Jadi, dengan 5 Whys aja, kita bisa gali kenapa pola ini nyakitin tapi juga repeatable. Dan ini powerful banget buat healing dan desain sistem kerja yang lebih sehat.
🤝 Hubungannya ke Peran Lo Sekarang
Lo sekarang lagi membangun produk dan sistem. Nah, sistem juga bisa memperkuat budaya. Dengan mindset 5 Whys, lo bisa:
- Bangun tim yang aman buat nanya “kenapa?”
- Ubah budaya dari takut salah → pengen tahu
- Bantu tim lo lihat bahwa menantang asumsi = bentuk rasa tanggung jawab
*****
Gimana berdamai sama luka masa lalu yang bikin kita merasa triggered waktu ngeliat budaya otoriter?
*****
Oke, bro. Ini topik berat tapi penting banget. Gue bakal breakdown jadi 3 bagian:
- Pahami luka dan trigger-nya
- Beri tempat buat emosi yang muncul
- Bangun ulang relasi lo dengan masa lalu
1. Pahami Luka dan Trigger-nya
Pertama-tama, yang lo alami bukan hal sepele. Budaya otoriter itu bisa ninggalin luka psikologis serius, terutama kalau dari kecil lo lihat:
- Bertanya dianggap salah → rasa ingin tahu lo ditekan
- Lo belajar diem = selamat, nanya = diserang
- Pertanyaan lo bukan dilihat sebagai sinyal kepedulian, tapi tantangan ke ego orang “di atas”
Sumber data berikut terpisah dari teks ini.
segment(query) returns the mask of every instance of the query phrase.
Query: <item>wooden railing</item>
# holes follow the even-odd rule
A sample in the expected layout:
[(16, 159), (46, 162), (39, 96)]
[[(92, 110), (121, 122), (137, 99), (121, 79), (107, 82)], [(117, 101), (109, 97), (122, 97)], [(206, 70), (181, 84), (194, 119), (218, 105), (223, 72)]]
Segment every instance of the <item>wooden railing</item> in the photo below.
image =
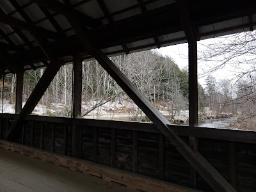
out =
[[(0, 115), (1, 138), (15, 116)], [(239, 191), (256, 191), (255, 131), (170, 126), (188, 144), (198, 138), (199, 152)], [(191, 186), (189, 164), (152, 124), (27, 115), (20, 129), (16, 142)], [(211, 190), (200, 175), (196, 186)]]

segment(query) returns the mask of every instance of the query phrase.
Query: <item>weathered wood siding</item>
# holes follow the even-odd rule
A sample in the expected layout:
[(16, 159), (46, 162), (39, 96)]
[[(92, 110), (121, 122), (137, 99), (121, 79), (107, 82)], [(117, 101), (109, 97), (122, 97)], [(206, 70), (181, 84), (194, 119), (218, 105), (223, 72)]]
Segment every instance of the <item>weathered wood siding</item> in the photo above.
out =
[[(3, 139), (15, 115), (0, 116)], [(20, 125), (17, 142), (71, 156), (75, 125), (80, 131), (76, 142), (81, 159), (191, 187), (190, 165), (151, 124), (28, 116)], [(238, 191), (256, 191), (255, 132), (250, 132), (251, 138), (248, 132), (234, 131), (228, 135), (227, 131), (216, 130), (207, 136), (199, 132), (206, 132), (204, 128), (198, 128), (198, 133), (189, 133), (189, 127), (188, 132), (184, 126), (177, 128), (175, 131), (188, 145), (190, 134), (198, 135), (199, 152)], [(241, 138), (236, 141), (238, 134)], [(197, 189), (212, 191), (198, 174), (196, 182)]]

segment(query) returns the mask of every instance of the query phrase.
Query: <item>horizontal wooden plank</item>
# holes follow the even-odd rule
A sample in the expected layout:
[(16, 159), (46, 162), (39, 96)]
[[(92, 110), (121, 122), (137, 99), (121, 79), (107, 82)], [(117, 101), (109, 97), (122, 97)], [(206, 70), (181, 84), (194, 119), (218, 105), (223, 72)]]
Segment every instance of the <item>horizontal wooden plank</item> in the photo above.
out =
[(48, 161), (56, 164), (68, 167), (71, 170), (76, 170), (96, 175), (102, 177), (103, 179), (112, 180), (144, 191), (198, 191), (177, 184), (111, 168), (106, 166), (48, 152), (40, 149), (4, 140), (0, 140), (0, 147), (17, 151), (31, 157), (40, 158), (44, 161)]
[[(0, 114), (0, 117), (4, 118), (15, 118), (16, 115), (17, 115), (15, 114)], [(90, 126), (159, 133), (159, 131), (153, 125), (153, 124), (145, 122), (70, 118), (39, 115), (26, 115), (24, 117), (24, 120), (74, 124), (84, 126), (84, 127)], [(173, 129), (175, 133), (179, 136), (256, 143), (256, 131), (253, 131), (214, 129), (178, 125), (170, 125), (169, 127)]]

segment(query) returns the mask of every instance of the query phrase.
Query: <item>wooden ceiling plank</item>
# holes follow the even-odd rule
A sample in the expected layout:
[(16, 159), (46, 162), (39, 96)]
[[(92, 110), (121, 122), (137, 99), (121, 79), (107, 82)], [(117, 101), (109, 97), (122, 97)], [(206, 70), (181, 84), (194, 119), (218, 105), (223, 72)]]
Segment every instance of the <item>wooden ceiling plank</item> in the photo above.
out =
[(137, 0), (138, 4), (140, 6), (140, 10), (142, 13), (147, 12), (146, 6), (142, 0)]
[(117, 67), (100, 50), (93, 46), (87, 32), (73, 14), (67, 13), (69, 20), (85, 50), (87, 50), (118, 83), (134, 102), (143, 111), (159, 131), (163, 133), (180, 152), (185, 159), (218, 191), (236, 191), (222, 176), (202, 157), (195, 153), (172, 130), (169, 129), (170, 122), (147, 100), (135, 86), (122, 74)]
[(20, 111), (20, 113), (14, 120), (12, 127), (4, 138), (6, 140), (12, 141), (20, 131), (20, 129), (19, 129), (20, 128), (20, 127), (19, 126), (20, 121), (26, 115), (30, 114), (33, 112), (63, 63), (62, 60), (60, 60), (52, 56), (52, 53), (48, 51), (48, 46), (45, 44), (46, 41), (44, 38), (36, 33), (34, 33), (33, 35), (40, 45), (43, 52), (45, 53), (45, 55), (47, 55), (48, 59), (51, 61), (51, 63), (44, 72), (24, 106)]
[(56, 39), (59, 37), (58, 33), (55, 32), (6, 15), (2, 10), (0, 10), (0, 22), (15, 27), (20, 30), (37, 33), (43, 36), (48, 36), (53, 39)]

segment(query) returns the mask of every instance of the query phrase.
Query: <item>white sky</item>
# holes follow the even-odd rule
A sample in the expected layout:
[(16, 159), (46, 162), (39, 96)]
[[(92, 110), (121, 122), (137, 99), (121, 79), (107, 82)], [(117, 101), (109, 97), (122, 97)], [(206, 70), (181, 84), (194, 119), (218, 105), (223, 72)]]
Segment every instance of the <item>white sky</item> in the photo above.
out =
[[(207, 39), (201, 41), (204, 41), (204, 43), (212, 43), (212, 42), (214, 41), (214, 39), (216, 38)], [(200, 44), (198, 44), (198, 50), (200, 50), (201, 49), (202, 49), (202, 47), (200, 46)], [(163, 56), (168, 56), (173, 58), (180, 68), (184, 67), (188, 68), (188, 45), (187, 43), (161, 47), (160, 49), (156, 49), (155, 50), (156, 50)], [(212, 63), (207, 63), (207, 66), (206, 66), (205, 64), (206, 63), (198, 63), (198, 81), (203, 86), (205, 84), (205, 79), (206, 78), (205, 76), (202, 75), (204, 70), (206, 70), (209, 69), (209, 67), (207, 66), (214, 66), (214, 62), (212, 61)], [(218, 81), (218, 80), (220, 79), (230, 79), (233, 75), (233, 73), (230, 72), (227, 68), (222, 68), (218, 70), (218, 71), (212, 73), (211, 75), (214, 76), (216, 79), (217, 81)]]

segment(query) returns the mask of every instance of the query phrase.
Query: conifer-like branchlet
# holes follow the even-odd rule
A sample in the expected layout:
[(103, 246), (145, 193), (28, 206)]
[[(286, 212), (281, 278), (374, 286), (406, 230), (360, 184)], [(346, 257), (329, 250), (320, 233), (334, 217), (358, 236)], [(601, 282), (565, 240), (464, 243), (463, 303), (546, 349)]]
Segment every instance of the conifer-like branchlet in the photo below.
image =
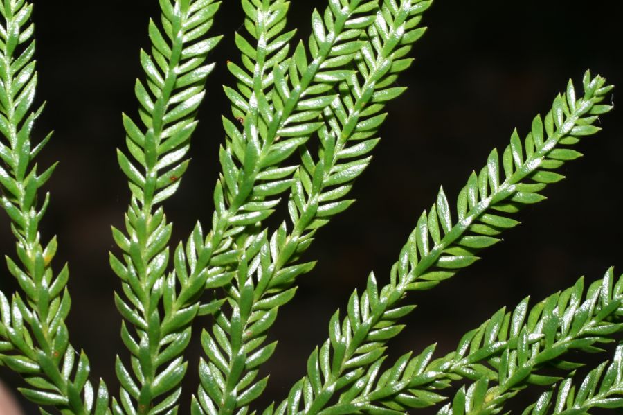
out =
[(69, 343), (65, 326), (69, 268), (54, 270), (56, 237), (45, 242), (39, 232), (49, 202), (39, 191), (55, 165), (39, 173), (34, 161), (51, 134), (39, 143), (32, 138), (43, 110), (33, 109), (37, 76), (32, 13), (24, 0), (0, 2), (0, 192), (17, 240), (17, 258), (7, 256), (6, 263), (21, 289), (11, 299), (0, 292), (0, 364), (20, 373), (28, 384), (20, 391), (42, 407), (100, 415), (108, 407), (106, 386), (94, 390), (89, 359)]
[(118, 357), (116, 365), (122, 387), (120, 405), (114, 400), (112, 409), (119, 414), (177, 411), (197, 298), (206, 284), (222, 283), (205, 270), (168, 274), (172, 224), (160, 206), (176, 191), (188, 165), (195, 113), (214, 67), (206, 63), (207, 55), (220, 39), (206, 36), (219, 3), (161, 0), (160, 6), (162, 28), (150, 21), (151, 51), (141, 51), (145, 79), (135, 88), (142, 126), (123, 116), (134, 161), (117, 153), (132, 191), (126, 231), (113, 229), (123, 259), (110, 255), (125, 297), (116, 294), (115, 302), (130, 326), (123, 322), (121, 337), (132, 354), (132, 369)]
[[(294, 297), (297, 278), (314, 268), (304, 254), (318, 230), (354, 202), (348, 195), (380, 141), (386, 104), (405, 89), (396, 80), (413, 62), (409, 53), (432, 3), (327, 1), (312, 14), (309, 38), (296, 42), (287, 17), (298, 5), (240, 0), (244, 21), (234, 33), (240, 57), (227, 62), (235, 85), (224, 87), (231, 114), (222, 120), (212, 221), (197, 222), (172, 254), (163, 204), (188, 166), (214, 67), (208, 55), (220, 39), (208, 35), (220, 3), (159, 0), (160, 19), (148, 26), (151, 47), (140, 54), (138, 116), (123, 116), (126, 148), (117, 152), (131, 195), (125, 229), (113, 228), (120, 252), (109, 262), (121, 280), (114, 301), (129, 358), (116, 359), (120, 388), (111, 399), (103, 381), (93, 386), (87, 355), (69, 342), (68, 267), (53, 267), (55, 237), (45, 243), (39, 235), (49, 200), (40, 200), (39, 191), (54, 166), (37, 173), (35, 159), (51, 136), (31, 136), (42, 110), (33, 109), (33, 6), (0, 0), (0, 204), (17, 241), (16, 257), (6, 261), (19, 286), (12, 297), (0, 292), (0, 365), (24, 377), (28, 386), (19, 390), (42, 414), (260, 413), (255, 401), (268, 382), (258, 378), (260, 368), (277, 344), (267, 342), (269, 330)], [(581, 155), (577, 145), (599, 130), (599, 116), (612, 109), (604, 103), (612, 87), (603, 78), (587, 71), (582, 86), (580, 96), (570, 81), (523, 139), (516, 130), (501, 153), (491, 152), (455, 204), (440, 191), (388, 281), (379, 284), (371, 274), (363, 293), (353, 292), (345, 312), (331, 318), (305, 376), (262, 415), (397, 415), (440, 404), (442, 415), (485, 415), (505, 410), (528, 387), (547, 390), (525, 415), (623, 407), (620, 344), (611, 364), (593, 369), (579, 386), (572, 380), (578, 355), (603, 351), (623, 330), (623, 276), (615, 281), (612, 269), (586, 290), (582, 278), (536, 304), (526, 298), (511, 311), (503, 308), (444, 356), (436, 357), (432, 344), (390, 364), (386, 351), (415, 307), (413, 292), (479, 259), (518, 224), (515, 213), (563, 178), (563, 164)], [(287, 213), (271, 229), (268, 220), (280, 204)], [(200, 383), (182, 403), (184, 353), (203, 316), (210, 319), (201, 321), (197, 339)]]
Dan sekarang, setiap kali lo lihat hal serupa, sistem saraf lo bisa bereaksi kayak: "Gue pernah liat ini. Ini nggak adil. Ini nyakitin."
Itu bukan overreacting, itu trauma response. Lo kayak punya radar terhadap pola dominasi karena lo tahu gimana rasanya jadi korban (atau saksi) pola itu.
2. Beri Tempat Buat Emosi yang Muncul
Yang banyak orang (termasuk gue dulu) coba lakukan adalah "jadi rasional" buat ngelawan perasaan nggak nyaman. Tapi sayangnya luka emosional nggak sembuh cuma pakai logika.
Coba reframe pendekatannya:
- Pas lo merasa triggered, jangan buru-buru nolak perasaan itu
- Coba bilang ke diri lo: “Oh, ini bukan cuma soal momen ini. Ini luka lama yang kebetulan keinget lagi.”
- Emosi itu kayak anak kecil yang teriak: “Perhatiin aku!” Kalau lo terima, dia tenang. Kalau lo usir, dia makin kenceng teriak.
Jadi bukan tentang menghapus trigger, tapi ngelatih diri buat duduk bareng perasaan itu tanpa takut.
3. Bangun Ulang Relasi Lo dengan Masa Lalu
Ini bagian paling transformative: Luka lo bukan kelemahan — itu bisa jadi kompas nilai.
Lo sekarang marah liat sistem otoriter?
Mungkin karena lo sekarang tahu bahwa kolaborasi, empati, dan komunikasi terbuka itu jauh lebih sehat.
Jadi gini:
- Lo bisa pilih untuk gak ngulang pola itu
- Lo bisa bikin ruang di mana orang bebas nanya “kenapa?”
- Dan itu bukan cuma soal jadi PM yang baik — itu lo sedang nyembuhin diri kamu sendiri yang dulu gak dikasih ruang buat nanya
Pelan-pelan, luka lo bisa berubah jadi kekuatan moral.
Dari "gue gak mau ngalamin itu lagi" → jadi "gue mau bikin tempat di mana gak ada yang ngalamin itu lagi".
✨ Latihan Kecil (Kalau Lo Mau Coba)
Saat lo ke-trigger lagi, coba tulis 3 hal:
- Apa kejadian atau kalimat yang bikin lo kesal?
- Apa kenangan lama yang kebayang?
- Apa nilai atau prinsip yang lo perjuangkan dari situ?
Dengan latihan ini, lo gak cuma bereaksi — lo tumbuh, perlahan-lahan, sadar bahwa:
“Dulu gue gak bisa milih. Sekarang, gue bisa bikin ruang yang beda.”